Full support for converting between Arrow's and Parquet's nested data
representation in

https://github.com/apache/parquet-cpp/tree/master/src/parquet/arrow

is not yet complete. I have no estimate on when the work will be
completed since I'm not sure who's going to do the work. I will
eventually work on it myself, but I have no urgent need, so if it's
me, it may be sometime later this year. I think it would be a really
interesting project for someone wishing to master both the Arrow
format and C++ API and Parquet nested data encoding.

Separate from that, we could definitely have much better documentation
about different ways to construct nested data in Python.

thanks
Wes

On Thu, Feb 1, 2018 at 3:46 AM, Ishaan Joshi <is...@apache.org> wrote:
> Wes and co.,
>
> First off, great project ! I was able to read the docs and get going in
> under a day, the APIs are super easy to use. That being said, I'm a tad
> stuck, and having exhausted google-fu, am here to assistance. I want to use
> pyarrow to write a nested dataset in parquet. The schema is quite complex,
> and I'm having difficulty getting going with arrays for nested data
> structures. For e.g, a column in my schema look like this:
>
> In [7]: schema
>
> Out[7]:
>
> cstruct: struct<field1: double, field2: struct<field1: string>, field3:
> list<item: int32>, field4: list<struct: struct<field1: int32>>>
>
>   child 0, field1: double
>
>   child 1, field2: struct<field1: string>
>
>       child 0, field1: string
>
>   child 2, field3: list<item: int32>
>
>       child 0, item: int32
>
>   child 3, field4: list<struct: struct<field1: int32>>
>
>       child 0, struct: struct<field1: int32>
>
>           child 0, field1: int32
>
> How would I go constructing a row with this type? I've been looking at
> StructArray and ListArray.

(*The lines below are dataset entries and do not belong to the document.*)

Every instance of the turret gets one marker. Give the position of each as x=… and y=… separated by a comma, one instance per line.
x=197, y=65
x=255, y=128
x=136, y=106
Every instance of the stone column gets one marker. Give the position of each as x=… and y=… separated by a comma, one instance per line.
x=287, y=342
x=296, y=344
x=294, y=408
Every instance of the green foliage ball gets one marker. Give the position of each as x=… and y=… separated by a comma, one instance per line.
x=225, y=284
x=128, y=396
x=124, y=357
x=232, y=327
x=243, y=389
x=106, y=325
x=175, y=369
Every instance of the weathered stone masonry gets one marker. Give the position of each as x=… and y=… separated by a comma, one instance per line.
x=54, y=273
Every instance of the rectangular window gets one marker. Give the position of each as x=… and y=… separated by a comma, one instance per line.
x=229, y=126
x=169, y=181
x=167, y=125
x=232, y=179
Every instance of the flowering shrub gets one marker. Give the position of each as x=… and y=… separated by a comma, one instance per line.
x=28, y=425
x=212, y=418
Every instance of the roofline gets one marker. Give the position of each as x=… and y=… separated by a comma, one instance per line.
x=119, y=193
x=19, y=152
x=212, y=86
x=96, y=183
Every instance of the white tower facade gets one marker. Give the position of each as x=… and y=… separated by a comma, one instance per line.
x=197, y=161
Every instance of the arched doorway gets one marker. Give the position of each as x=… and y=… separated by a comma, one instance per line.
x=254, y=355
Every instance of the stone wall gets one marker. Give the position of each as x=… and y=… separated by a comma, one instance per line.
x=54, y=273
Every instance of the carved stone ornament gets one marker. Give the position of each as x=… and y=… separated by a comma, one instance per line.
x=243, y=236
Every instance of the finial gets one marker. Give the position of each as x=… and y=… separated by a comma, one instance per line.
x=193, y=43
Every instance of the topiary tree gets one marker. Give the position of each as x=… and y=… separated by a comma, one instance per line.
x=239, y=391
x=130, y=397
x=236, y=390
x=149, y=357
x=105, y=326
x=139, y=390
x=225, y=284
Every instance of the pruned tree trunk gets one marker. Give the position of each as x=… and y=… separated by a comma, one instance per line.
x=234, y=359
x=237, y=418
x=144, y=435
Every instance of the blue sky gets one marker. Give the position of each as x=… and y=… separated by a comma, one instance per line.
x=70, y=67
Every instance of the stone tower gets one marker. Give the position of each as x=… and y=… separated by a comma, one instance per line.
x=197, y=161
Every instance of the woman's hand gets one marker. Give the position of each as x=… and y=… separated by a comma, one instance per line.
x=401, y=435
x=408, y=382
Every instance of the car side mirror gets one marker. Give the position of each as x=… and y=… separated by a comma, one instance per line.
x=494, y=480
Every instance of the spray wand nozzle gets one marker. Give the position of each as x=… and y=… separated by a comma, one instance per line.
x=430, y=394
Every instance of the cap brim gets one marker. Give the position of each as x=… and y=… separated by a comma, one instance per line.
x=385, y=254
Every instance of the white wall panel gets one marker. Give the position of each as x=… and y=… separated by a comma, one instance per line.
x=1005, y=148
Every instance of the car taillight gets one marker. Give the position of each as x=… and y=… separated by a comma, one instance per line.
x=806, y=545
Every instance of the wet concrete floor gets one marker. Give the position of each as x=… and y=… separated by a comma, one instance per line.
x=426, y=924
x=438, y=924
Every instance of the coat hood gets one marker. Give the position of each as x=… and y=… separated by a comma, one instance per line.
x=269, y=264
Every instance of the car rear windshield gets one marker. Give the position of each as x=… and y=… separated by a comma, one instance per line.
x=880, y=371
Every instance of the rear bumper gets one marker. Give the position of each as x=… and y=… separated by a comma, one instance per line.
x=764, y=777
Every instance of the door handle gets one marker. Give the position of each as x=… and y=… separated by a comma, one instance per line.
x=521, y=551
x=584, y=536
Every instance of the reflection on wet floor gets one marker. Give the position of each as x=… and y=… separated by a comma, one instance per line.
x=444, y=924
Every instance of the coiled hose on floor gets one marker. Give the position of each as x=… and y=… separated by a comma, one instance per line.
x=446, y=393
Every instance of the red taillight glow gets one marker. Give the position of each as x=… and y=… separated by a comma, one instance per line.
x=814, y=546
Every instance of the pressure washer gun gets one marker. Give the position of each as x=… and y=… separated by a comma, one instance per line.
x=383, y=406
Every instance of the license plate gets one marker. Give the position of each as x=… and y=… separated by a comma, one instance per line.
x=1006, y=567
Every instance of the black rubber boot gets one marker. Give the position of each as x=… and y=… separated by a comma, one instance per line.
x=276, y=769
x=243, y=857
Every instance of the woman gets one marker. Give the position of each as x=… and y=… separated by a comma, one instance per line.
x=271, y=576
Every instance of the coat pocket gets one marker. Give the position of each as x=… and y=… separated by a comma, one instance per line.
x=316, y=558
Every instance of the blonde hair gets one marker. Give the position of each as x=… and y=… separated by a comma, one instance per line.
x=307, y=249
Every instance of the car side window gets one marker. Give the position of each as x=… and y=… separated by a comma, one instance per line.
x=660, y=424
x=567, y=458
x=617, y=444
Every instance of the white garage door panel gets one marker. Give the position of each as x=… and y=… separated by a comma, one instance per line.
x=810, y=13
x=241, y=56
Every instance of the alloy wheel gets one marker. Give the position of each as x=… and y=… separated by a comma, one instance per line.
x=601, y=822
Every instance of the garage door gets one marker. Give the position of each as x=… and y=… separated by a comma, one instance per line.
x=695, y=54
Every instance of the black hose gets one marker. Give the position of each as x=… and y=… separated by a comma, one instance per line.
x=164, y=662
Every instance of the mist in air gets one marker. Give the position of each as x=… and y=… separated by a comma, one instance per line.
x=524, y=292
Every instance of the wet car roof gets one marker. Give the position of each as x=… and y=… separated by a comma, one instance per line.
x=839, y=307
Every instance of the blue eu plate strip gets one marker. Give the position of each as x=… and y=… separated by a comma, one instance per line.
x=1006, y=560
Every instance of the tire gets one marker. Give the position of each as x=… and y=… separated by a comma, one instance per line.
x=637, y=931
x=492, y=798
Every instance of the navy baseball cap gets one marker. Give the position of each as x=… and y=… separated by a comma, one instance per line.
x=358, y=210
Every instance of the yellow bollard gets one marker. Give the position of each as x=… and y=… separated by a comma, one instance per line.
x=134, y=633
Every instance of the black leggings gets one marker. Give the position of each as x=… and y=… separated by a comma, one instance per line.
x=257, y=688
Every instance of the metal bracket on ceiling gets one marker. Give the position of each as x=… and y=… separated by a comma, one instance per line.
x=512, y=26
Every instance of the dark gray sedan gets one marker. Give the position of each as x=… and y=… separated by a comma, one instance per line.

I've found the following links during my
> research:
>
> * https://github.com/apache/arrow/issues/1217
>
> *
> https://stackoverflow.com/questions/45341182/nested-data-in-parquet-with-python
>
> *
> https://github.com/apache/arrow/commit/5c704bce42e3fa71ea4586368962d41173b3e17b
>
> I've managed to wrangle everything but ListArrays, e.g:
>
> field1_data = pa.array([1.1], type=pa.float64())
>
> field2_data = pa.StructArray.from_arrays(['field1'], [pa.array(['foo'],
> type=pa.string())])
>
> field3_data = pa.array([[1], [2]], type=pa.list_(pa.int32()))
>
> I've having trouble with field4:
>
> field4_struct = pa.StructArray.from_arrays(['field1'], [pa.array([1],
> type=pa.int32())])
>
> field4_data = pa.ListArray.from_arrays(??, field4_struct)
>
> In particular, what does the offset value mean, and how do I populate it?
>
> Thanks in advance for all the help.
>
> -- Ishaan